I've also got plans for February.  There will be workmen in doing house maintenance and improvement next week.  I've got a short break booked.  I'm going on a snowdrop walk,   I've got lunch booked with friends several times.  I'm going to a book launch.  And there will be the usual round of daily life again.

I might find time to write a few blog posts as well!

21 January 2019

View from the plughole

It's a very long time (thirteen days) since I wrote anything on this blog so, as it must seem as though I have gone down the plughole, I think I must report in!

Actually, the plughole is where I haven't been.  January isn't the most exciting of months but it has been OK.  I've been out for lunch SEVEN times!  I was amazed when I checked and counted.  That's included post Christmas catch-ups, a board game session and a wonderful afternoon tea.  

I've been to the Women's Institute and Trefoil Guild.

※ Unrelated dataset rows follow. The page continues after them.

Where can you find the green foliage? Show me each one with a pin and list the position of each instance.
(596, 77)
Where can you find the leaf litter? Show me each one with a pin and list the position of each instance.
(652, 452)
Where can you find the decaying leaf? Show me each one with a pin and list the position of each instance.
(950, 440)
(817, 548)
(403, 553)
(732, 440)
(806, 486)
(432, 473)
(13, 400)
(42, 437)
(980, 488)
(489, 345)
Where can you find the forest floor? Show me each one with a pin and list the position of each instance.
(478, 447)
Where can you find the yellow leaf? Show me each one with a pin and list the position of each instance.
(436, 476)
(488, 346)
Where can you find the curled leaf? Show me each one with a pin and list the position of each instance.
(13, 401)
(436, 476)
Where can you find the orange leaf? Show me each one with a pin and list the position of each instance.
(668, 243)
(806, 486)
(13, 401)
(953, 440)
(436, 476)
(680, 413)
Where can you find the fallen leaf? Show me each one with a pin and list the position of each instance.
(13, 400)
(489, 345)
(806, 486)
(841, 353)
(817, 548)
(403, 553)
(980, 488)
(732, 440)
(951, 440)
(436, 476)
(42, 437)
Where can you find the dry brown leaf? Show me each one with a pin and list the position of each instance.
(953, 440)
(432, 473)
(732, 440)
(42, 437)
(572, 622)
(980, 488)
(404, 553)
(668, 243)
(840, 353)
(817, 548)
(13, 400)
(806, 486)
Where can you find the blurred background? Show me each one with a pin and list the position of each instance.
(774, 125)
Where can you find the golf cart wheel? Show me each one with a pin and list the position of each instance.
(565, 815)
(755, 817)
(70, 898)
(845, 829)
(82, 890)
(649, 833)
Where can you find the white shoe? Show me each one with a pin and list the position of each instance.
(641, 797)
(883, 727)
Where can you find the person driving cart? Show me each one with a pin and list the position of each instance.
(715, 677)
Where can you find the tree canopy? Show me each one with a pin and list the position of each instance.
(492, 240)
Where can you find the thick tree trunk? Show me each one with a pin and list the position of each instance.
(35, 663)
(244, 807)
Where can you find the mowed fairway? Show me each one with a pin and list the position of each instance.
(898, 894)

My average daily step count is the highest it's been since October 2016.  I've managed to work out a figure-of-eight course around three rooms and two tables so I can walk quite a lot indoors.  

I've conducted two Sunday services, one baptism and one funeral.  This is a lot less than I did last month but December I did too much.  I was rather over-tired.  It's hard to admit but I'm just not as young as I used to be.  

I've knitted, crocheted, sewn, made cards and generally messed around.  I've made a start on Christmas presents!  Lovely!

I've done quite a bit of pastoral visiting, written letters and emailed or phoned several people for whom I have a special concern.

And I am happy.  No January plughole for me this year!

(Update especially for Jack's followers.  He's just sent me a poem)

Mary, Mary, quite contrary
How does your garden grow?
Not with silver bells or cockle shells
But with beetroot, beans and brassica all in a row amongst the flowers.

Have a nice day.  And that includes you, Jack.

03 January 2019

Plans for January

Now to the nitty gritty of a new month - I can't plan a year but a month is a really good time frame.  Enough time to get something done but not too much time for me to get really bored with a project. 

I'd like a low-spend January but some things have to be paid.   The big spends will be annual subscriptions to two Women's Institutes and one Trefoil Guild.  The car was serviced and MOT'd in December.  Amy-the-Home-Enhancer will come twice and Pete-the-Handyman once.  I'm well stocked with food as I always stockpile a little before the winter.  If the weather is icy or snowy I just don't go out, and while I am very grateful when people will fetch me fresh food, I think I should be well prepared with everything else.

Forty five years ago I went to Nigeria to do VSO (Voluntary Service Overseas).  I was a Chartered Librarian and I went to an area which had been ravaged by the Biafran War and helped set up a School Library Service.  Each week I wrote to my parents.  My mother kept the letters and they form a diary of my doings.  I want to reread the letters and scan them so I can create a book, along with my photographs.  January is the month when I shall make a start.  

But before I do that I have to clear up Christmas decorations and put away Christmas presents.  Oh dear.